Google’s Gemini AI has introduced a photo-to-video feature that allows users to transform still photos into dynamic, eight-second video clips complete with synchronized audio, including dialogue, sound effects, and ambient noise. This capability is powered by Google’s latest video generation model, Veo 3.
Let’s look at How it works:
- Users select the “Videos” option from the tool menu in the Gemini app or web interface.
- Upload a photo and provide a text description of the desired movement and audio instructions.
- Gemini generates an 8-second video in MP4 format, 720p resolution, and 16:9 aspect ratio.

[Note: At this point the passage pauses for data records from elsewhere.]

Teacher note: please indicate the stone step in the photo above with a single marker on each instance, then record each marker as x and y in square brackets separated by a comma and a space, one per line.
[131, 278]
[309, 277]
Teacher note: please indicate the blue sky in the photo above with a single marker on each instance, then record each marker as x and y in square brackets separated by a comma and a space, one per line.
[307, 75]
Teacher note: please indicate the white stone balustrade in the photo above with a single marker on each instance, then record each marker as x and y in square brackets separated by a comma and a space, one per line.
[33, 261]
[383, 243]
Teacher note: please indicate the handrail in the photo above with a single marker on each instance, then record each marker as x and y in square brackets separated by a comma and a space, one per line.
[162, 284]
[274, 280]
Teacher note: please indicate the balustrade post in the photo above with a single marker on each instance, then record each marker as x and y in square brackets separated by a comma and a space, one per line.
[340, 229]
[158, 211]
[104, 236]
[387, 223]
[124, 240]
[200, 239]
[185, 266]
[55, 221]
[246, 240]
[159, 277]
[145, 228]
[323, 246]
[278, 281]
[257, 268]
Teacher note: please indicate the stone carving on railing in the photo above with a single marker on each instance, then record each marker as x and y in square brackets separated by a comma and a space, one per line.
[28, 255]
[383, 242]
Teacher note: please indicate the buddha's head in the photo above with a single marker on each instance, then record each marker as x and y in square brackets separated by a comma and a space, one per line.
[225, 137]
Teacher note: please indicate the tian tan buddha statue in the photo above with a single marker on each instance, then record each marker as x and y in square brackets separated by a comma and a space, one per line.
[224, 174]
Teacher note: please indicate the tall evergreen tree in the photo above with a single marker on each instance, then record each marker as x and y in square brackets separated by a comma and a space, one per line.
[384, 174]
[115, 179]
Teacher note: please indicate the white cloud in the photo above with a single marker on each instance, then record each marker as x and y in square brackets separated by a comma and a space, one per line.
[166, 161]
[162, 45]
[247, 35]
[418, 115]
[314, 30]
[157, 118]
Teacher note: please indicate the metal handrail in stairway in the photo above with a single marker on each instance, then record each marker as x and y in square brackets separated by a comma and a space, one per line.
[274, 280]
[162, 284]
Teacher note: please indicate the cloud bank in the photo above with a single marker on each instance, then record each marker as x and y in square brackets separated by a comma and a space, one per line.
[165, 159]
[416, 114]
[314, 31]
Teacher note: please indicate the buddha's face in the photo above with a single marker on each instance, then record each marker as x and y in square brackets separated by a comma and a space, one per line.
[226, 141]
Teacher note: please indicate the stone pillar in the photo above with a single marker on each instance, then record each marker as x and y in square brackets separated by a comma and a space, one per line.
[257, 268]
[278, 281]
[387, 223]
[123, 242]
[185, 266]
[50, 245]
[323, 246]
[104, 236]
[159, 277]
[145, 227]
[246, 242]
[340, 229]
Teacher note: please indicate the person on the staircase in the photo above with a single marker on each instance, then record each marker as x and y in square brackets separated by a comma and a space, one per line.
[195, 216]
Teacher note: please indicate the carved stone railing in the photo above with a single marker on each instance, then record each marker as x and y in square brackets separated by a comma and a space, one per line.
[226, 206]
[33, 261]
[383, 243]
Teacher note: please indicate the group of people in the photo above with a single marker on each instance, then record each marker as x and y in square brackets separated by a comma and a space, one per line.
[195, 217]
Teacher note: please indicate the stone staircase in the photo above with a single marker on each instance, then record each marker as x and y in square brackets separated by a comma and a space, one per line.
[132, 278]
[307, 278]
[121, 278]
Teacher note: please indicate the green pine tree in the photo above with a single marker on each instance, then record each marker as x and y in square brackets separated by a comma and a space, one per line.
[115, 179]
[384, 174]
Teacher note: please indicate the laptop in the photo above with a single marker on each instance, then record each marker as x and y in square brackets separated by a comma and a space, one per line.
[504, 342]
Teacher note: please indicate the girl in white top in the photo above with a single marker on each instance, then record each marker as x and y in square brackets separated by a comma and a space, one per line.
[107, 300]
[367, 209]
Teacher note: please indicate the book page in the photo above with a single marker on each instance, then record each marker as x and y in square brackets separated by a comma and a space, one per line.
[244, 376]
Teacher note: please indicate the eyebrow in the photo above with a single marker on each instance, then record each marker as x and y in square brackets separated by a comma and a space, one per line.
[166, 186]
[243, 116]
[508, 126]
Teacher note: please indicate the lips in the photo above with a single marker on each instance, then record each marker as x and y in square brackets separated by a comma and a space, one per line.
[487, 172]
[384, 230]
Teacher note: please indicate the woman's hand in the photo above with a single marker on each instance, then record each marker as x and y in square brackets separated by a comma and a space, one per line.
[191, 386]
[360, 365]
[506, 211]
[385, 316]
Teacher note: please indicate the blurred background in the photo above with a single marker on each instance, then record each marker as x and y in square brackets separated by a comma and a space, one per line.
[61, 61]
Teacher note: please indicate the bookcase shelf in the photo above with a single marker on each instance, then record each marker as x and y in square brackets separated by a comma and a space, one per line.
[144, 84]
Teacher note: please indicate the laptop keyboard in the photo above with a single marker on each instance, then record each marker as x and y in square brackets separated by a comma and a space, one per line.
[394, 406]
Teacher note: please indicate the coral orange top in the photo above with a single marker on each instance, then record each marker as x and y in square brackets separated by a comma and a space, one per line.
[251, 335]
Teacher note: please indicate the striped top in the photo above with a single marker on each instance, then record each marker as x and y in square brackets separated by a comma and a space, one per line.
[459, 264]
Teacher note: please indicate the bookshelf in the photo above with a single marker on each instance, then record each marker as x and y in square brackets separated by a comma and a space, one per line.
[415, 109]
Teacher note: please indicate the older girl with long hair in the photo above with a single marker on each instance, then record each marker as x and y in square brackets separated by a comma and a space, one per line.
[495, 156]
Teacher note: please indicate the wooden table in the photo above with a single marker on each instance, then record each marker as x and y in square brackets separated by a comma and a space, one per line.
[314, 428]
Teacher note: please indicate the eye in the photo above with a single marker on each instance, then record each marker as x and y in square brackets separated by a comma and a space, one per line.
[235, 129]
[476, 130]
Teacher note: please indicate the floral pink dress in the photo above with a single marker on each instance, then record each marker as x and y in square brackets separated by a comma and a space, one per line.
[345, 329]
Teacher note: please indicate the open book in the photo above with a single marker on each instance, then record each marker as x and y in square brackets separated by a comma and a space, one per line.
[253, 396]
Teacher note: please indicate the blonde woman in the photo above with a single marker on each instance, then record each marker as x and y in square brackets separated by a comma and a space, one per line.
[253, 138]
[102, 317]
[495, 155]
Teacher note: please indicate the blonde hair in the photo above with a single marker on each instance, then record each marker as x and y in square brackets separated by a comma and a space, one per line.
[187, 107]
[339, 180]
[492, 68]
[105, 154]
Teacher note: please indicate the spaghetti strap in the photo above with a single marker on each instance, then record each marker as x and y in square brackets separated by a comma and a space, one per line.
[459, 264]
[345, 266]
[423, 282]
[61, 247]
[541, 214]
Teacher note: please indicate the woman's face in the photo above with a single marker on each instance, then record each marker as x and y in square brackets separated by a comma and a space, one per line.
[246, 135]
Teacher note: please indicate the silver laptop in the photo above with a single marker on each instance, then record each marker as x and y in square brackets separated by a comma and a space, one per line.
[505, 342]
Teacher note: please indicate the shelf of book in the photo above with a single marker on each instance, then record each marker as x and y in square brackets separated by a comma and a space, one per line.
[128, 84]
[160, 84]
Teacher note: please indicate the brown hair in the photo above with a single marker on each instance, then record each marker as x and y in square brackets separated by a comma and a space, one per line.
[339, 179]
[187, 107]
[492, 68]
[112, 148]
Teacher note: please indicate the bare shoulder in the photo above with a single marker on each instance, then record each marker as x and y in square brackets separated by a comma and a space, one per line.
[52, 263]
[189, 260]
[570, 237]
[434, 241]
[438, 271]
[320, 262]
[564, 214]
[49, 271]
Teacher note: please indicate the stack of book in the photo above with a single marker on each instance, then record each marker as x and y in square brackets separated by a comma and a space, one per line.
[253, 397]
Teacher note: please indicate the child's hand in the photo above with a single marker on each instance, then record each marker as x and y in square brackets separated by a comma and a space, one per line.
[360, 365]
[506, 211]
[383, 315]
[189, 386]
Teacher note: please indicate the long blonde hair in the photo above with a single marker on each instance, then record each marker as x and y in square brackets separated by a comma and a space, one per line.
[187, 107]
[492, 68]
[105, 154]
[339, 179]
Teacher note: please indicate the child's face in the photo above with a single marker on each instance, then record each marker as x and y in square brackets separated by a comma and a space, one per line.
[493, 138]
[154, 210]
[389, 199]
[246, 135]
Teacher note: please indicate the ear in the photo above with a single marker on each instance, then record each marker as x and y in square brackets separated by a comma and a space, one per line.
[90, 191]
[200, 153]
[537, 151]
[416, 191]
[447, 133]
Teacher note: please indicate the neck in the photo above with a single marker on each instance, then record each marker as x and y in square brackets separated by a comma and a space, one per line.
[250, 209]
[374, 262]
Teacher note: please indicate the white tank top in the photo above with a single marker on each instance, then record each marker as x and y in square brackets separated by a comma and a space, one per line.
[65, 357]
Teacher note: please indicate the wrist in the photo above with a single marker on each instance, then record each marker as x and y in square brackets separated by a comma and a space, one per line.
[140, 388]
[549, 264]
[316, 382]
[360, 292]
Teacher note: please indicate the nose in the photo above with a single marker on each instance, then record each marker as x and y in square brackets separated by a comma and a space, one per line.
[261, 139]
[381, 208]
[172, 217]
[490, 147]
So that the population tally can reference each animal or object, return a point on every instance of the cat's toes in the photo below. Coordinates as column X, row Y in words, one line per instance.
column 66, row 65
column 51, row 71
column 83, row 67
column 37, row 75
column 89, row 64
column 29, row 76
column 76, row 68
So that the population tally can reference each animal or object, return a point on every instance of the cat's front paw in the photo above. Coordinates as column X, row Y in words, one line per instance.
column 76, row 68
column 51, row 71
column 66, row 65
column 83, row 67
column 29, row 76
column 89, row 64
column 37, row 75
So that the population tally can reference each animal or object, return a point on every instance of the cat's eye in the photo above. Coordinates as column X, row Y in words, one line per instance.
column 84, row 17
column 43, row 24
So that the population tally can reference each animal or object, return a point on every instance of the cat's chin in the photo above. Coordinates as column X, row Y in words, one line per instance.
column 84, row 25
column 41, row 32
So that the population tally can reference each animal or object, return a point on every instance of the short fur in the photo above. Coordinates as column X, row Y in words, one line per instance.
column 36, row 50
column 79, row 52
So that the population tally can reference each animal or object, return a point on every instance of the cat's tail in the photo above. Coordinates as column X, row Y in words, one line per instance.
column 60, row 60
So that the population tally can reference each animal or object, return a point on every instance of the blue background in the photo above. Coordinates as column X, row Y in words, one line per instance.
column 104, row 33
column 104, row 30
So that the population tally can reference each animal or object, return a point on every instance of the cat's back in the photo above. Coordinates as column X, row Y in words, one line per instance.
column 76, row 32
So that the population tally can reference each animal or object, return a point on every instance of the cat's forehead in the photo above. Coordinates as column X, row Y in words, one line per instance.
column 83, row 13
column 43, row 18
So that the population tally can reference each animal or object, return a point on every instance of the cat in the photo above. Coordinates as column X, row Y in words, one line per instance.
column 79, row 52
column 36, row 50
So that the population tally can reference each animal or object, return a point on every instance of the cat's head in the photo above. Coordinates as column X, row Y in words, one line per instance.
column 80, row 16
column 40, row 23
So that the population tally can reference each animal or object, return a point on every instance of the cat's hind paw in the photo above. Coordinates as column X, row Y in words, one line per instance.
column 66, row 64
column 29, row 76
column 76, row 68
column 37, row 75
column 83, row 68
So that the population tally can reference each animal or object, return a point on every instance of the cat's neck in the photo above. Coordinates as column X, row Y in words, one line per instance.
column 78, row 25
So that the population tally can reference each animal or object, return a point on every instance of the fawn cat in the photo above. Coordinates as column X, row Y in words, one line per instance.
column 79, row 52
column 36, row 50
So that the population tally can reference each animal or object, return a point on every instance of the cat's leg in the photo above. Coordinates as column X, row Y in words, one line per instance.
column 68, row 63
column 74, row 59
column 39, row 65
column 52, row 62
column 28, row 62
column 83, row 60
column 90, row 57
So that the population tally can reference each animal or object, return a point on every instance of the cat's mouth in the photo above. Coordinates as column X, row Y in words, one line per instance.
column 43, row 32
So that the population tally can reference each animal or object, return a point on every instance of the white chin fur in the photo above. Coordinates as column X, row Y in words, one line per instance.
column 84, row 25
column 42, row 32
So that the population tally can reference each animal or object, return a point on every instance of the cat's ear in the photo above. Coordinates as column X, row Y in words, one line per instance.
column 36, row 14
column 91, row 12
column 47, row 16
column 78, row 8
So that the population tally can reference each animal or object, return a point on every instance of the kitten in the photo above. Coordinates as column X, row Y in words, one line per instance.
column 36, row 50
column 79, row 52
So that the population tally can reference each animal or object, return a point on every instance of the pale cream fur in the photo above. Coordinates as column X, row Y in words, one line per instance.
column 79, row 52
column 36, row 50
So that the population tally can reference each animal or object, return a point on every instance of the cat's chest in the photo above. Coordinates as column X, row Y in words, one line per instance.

- The videos include a visible watermark indicating AI generation and an invisible SynthID digital watermark to prevent tampering.
Availability:
The feature is rolling out to Google AI Pro ($19.99/month) and Ultra ($249.99/month) subscribers in select countries.
Initially available on the Gemini web platform, with mobile app support coming shortly.
Not available in the European Economic Area, Switzerland, or the United Kingdom yet.
Use case samples:
Animate everyday objects, illustrations, artworks, or nature scenes.
Add creative audio layers such as spoken dialogue or environmental sounds to bring photos to life.
Safety and quality:
Google employs extensive red teaming and policy enforcement to prevent misuse and unsafe content.
User feedback via thumbs up/down buttons helps improve the experience.
All videos are clearly marked as AI-generated for transparency.
This feature builds on Google’s existing Flow AI filmmaking tool, integrating video generation directly into Gemini for a more seamless user experience. Gemini’s photo-to-video feature offers a powerful, creative tool for turning static images into vivid, short videos with sound, accessible to paying subscribers in many countries worldwide.